All the panelists said some variation of, "make the easiest path the correct path," with Fong-Jones observing that, "teams are super lazy." Because most teams are focused on developing their service, find ways to create automatic dashboards and update runbooks. Spoons emphasized the need to create machine-readable central documentation.
Similarly, using structured logging makes information digestible. That can greatly aid looking for patterns. One of the behaviors to encourage is being able to form and test hypotheses. Having all the data from across a distributed system can become overwhelming, so you need ways to narrow your focus.
The practice of site-reliability engineering requires a different mindset than "ordinary" software engineering. Although DevOps has been an attempt to apply software engineering to IT operations, SRE takes an opposite approach when thinking about failure. This can be thought of as the duality between monitoring, which is looking for what is anticipated, and observing, where the focus is on what is unexpected.
Each of the panelists had a few pitfalls that they've seen, and hope people will avoid.
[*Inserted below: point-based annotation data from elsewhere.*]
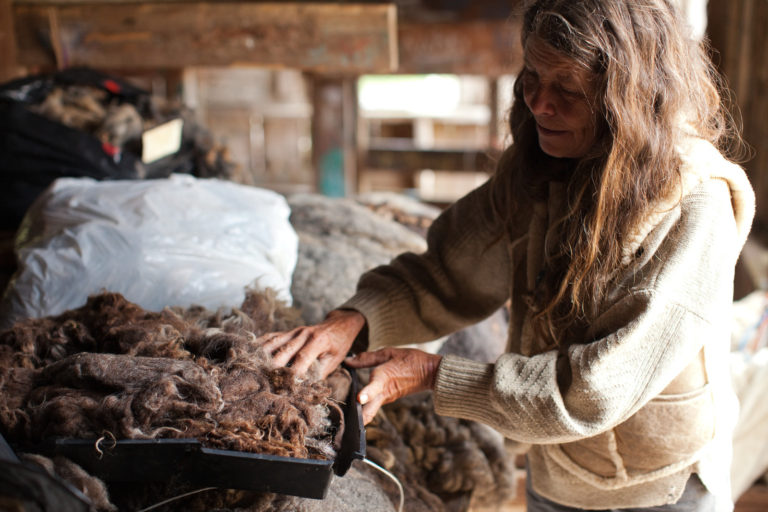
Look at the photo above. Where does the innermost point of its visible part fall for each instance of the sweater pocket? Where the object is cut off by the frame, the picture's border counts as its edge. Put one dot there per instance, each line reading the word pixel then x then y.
pixel 668 431
pixel 664 437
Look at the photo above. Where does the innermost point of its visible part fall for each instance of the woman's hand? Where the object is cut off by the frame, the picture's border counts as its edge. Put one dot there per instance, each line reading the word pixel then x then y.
pixel 327 342
pixel 398 372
Fong-Jones is wary of products that promise to easily add observability into your system. People think this comes from data and tools, but it's a capability that evolves over time, and your mindset and behavior really matter.
Spoons said individual excitement around adding observability needs to be focused on what matters most to the business. If someone goes off and does a lot of work, but it's outside the critical path, it offers no benefit, and ends up being forgotten.
Blaney wants developers to make sure they're asking the right question. Too often, a check will be made if a dependency is up, without determining if it is actually able to be used. That's a subtle distinction, and people new to the field often miss the importance of it.
Levine, who created the Squash debugger for microservices, described how working with a distributed system means activities such as debugging are only really applicable at development time. Different techniques are needed to troubleshoot a distributed system in production. The compiled binaries have to contain not only business logic, but also some and operational logic. Levine has found using Envoy as a sidecar to be extremely helpful for adding details about traffic and service behavior.
Fong-Jones also emphasized the need to "Test in prod. Test in prod. Test in prod." You will never be able to fully recreate the production environment. To the greatest extent possible, developers should use the same tools and techniques during development as they will use to troubleshoot production outages.
The conversation wrapped up with the question of what's next for observability. In the future, systems will be providing even more data, and Spoons hopes that will result in less manual effort by humans. Levine believes we will see more self-healing systems, as they're able to analyze the state of the system and respond accordingly. She also thinks that will help address the signal-to-noise problem that can be common with observing large systems.
Blaney and Fong-Jones both cautioned against getting lost in all the data and tooling, and to keep focusing on what really matters. It's important to always ask, from a business perspective, if the system is in a good state.